Scott Buchanan, executive director of the Student Loan Servicing Alliance, emphasized the need for borrowers to respond promptly to communications from loan servicers. “Do not ignore these warnings. When you see us calling, it’s probably because there’s a problem,” he said.
The legal environment surrounding student loans has become increasingly complex, especially regarding the Biden administration’s Saving on a Valuable Education (SAVE) repayment plan. This plan allows borrowers to make lower monthly payments in exchange for eventual forgiveness but is currently stalled in the courts. Jason Delisle, a researcher with the Urban Institute, warned borrowers to prepare for alternative solutions, saying, “There isn’t going to be a SAVE plan. It’s either going down under legislation or it’s going down by the judge’s ruling.”
In February, a U.S. appeals court temporarily halted the SAVE plan, leaving enrollees in limbo. The ramifications are significant, as borrowers in administrative forbearance do not earn credit toward forgiveness programs like the Public Service Loan Forgiveness (PSLF), which requires consistent payments over ten years.
As policymakers consider options, the Trump administration recently proposed new restrictions on PSLF eligibility criteria. These changes, though undergoing a lengthy rulemaking process, aim to narrow who qualifies for forgiveness by targeting organizations deemed to engage in unlawful activities.
While the nuances of the student loan landscape continue to evolve, the Department of Education assured borrowers there are currently no immediate changes to PSLF and that they do not need to take immediate action. However, the office overseeing federal student loans has seen its workforce cut in half, raising concerns about the capacity to handle increasing borrower inquiries.
According to internal data, response times from major loan servicers vary significantly, with MOHELA averaging 2 hours and 24 minutes to answer calls, discouraging many borrowers from seeking support. “The system cannot hold.

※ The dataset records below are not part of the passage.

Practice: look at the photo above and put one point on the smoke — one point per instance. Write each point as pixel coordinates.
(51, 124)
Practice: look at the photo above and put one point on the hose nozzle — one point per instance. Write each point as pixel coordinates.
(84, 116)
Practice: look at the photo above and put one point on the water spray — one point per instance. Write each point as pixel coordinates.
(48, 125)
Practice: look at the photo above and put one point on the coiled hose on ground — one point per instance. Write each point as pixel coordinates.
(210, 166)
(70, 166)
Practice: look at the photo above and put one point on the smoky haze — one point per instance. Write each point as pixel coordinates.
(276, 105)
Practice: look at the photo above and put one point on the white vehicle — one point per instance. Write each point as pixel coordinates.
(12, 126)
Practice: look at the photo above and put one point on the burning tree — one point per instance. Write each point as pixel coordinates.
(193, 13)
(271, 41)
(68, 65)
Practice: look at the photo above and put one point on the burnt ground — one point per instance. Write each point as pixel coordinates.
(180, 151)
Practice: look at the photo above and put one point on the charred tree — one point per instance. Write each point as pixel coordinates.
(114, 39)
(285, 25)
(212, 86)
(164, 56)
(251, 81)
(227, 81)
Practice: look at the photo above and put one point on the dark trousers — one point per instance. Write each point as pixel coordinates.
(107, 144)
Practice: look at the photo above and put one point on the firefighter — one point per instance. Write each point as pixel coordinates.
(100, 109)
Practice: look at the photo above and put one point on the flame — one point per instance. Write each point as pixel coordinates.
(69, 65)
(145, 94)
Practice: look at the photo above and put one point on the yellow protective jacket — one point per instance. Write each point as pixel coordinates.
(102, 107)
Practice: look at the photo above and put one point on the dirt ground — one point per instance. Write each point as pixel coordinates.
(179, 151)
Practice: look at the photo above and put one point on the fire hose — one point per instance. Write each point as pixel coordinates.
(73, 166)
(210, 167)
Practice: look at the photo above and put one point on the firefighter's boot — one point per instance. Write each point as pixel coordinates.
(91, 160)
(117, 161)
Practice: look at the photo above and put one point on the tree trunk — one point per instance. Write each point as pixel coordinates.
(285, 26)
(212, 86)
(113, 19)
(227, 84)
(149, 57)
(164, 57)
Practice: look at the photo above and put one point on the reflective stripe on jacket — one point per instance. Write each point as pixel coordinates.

The system will not function properly, and borrowers will pay the price,” warned Zampini.
The future of the student loan system remains uncertain as discussions unfold about potentially transferring the management of the $1.6 trillion loan portfolio to the Small Business Administration. Experts stress the importance of borrowers being proactive, urging them to seek clarity and stay informed about their loans.